Description Mitch Davis 2007-02-11 15:39:56 UTC
Most recent kernel where this bug did *NOT* occur: n/a

Distribution: initramfs (bins from FC6)

Hardware Environment: Toshiba Satellite A100 laptop, Celeron M 1.4GHz, 512M RAM,
SIL SATA HD

Software Environment: virtually no dev drivers.  no net, no blk, no usb, no
anything except for VGA console, keyboard and RTC

Hello,

Thanks for the work you guys do with ACPI.

I have a Toshiba A100-105 laptop which has trouble resuming after
suspend-to-RAM.  The BIOS says the laptop is an "ATI RC410MB+SB450 (Goldfish)".

After Matthew Garret's great talk at LCA2007, I grabbed 2.6.20-rc5 (now 2.6.20)
from kernel.org, turned on CONFIG_PM_TRACE, and turned off as much other stuff
as I could.  There's no block devices, networking, USB, SATA, anything.  I also
made an initramfs with bash and a few utilities from FC6 in it.

After compiling with CONFIG_PM_TRACE and booting into the initramfs, I'm trying
to suspend with echo -n mem > /sys/power/state.

The message "stopping tasks" flashes briefly on the screen, and the power LED
(normally solid green) turns orange and starts doing a rolling fade in/fade out.
 Power to everything seems off.

When I press the power button, the LED goes back to solid green, the backlight
and CD go on, the hard disk LED goes on momentarily, but there is no BIOS screen
and pressing Caps Lock doesn't toggle the LED.  Holding down the power causes
the machine to power-off again (power LED is off) but otherwise there's no
response from the machine.

This continues as long as there's a battery or AC: Turning the laptop on just
turns on the LED and CD.  Removing battery and AC allows the laptop to boot again.

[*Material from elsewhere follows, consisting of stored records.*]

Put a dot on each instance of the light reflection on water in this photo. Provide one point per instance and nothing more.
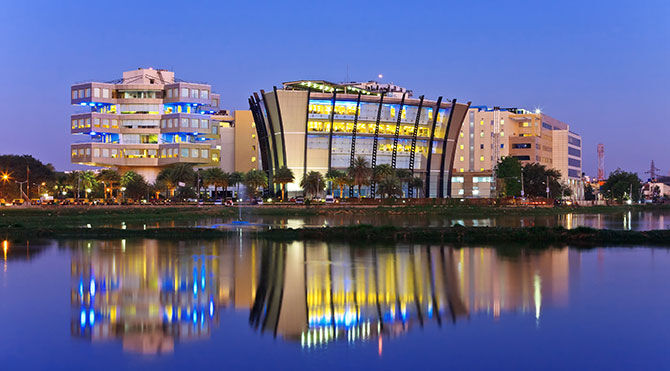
(153, 293)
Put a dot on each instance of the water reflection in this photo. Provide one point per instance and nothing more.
(150, 295)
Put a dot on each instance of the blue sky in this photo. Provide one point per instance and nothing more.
(601, 66)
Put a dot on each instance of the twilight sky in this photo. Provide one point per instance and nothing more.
(601, 66)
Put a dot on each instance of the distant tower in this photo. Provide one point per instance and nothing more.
(653, 170)
(601, 161)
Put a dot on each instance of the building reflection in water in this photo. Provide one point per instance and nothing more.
(150, 294)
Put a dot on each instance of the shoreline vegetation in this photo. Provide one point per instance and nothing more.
(363, 234)
(80, 223)
(76, 216)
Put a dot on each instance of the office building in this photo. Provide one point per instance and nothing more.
(319, 126)
(488, 134)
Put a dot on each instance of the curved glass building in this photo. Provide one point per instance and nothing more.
(318, 126)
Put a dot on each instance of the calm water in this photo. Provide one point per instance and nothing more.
(633, 220)
(245, 304)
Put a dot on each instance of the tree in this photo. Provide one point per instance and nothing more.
(417, 184)
(108, 178)
(535, 177)
(134, 185)
(390, 186)
(283, 175)
(172, 175)
(620, 185)
(236, 178)
(360, 173)
(313, 183)
(217, 178)
(508, 174)
(22, 168)
(255, 179)
(340, 179)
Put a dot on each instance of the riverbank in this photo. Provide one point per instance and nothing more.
(534, 237)
(77, 216)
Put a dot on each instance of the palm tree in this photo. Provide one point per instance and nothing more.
(360, 173)
(218, 178)
(417, 183)
(254, 179)
(283, 175)
(88, 181)
(108, 178)
(404, 175)
(390, 186)
(313, 183)
(339, 178)
(236, 178)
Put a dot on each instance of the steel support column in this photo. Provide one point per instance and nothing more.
(375, 144)
(352, 156)
(330, 134)
(304, 159)
(410, 190)
(440, 190)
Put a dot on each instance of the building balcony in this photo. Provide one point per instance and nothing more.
(109, 154)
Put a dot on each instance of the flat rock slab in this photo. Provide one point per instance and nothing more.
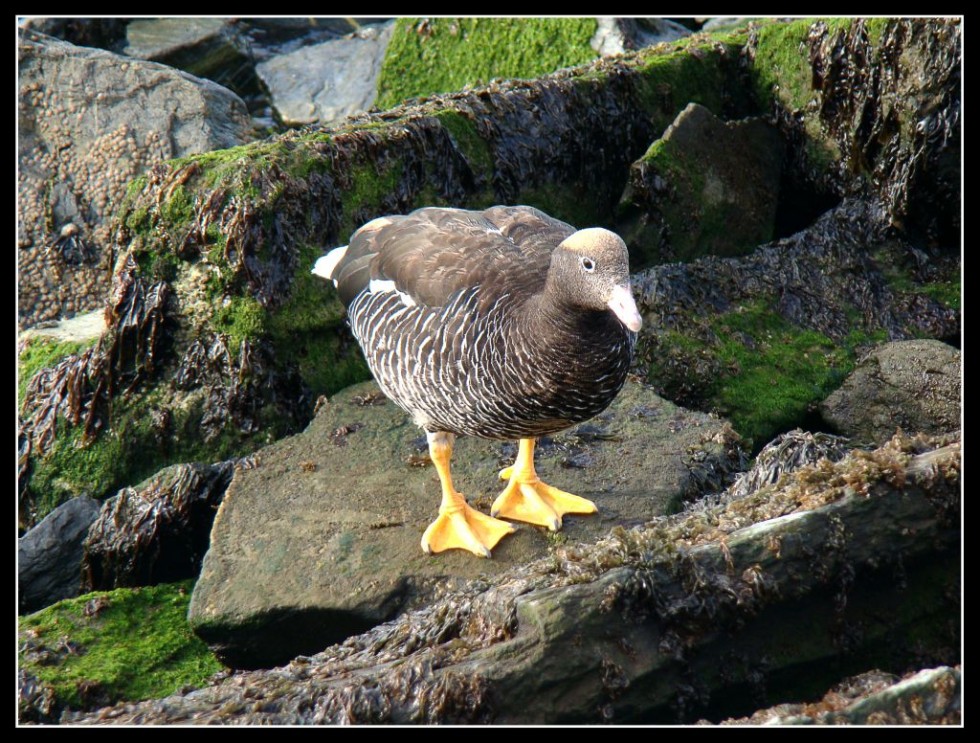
(913, 385)
(707, 187)
(326, 82)
(319, 539)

When I reboot, the date and time hasn't changed, which seems to indicate that a
trace value was never written to CMOS.  So I replaced the if() test in
TRACE_RESUME() with if(1).

When I tried again, I found that the date/time was still not changed, which
tells me that the kernel isn't getting as far as resuming any devices.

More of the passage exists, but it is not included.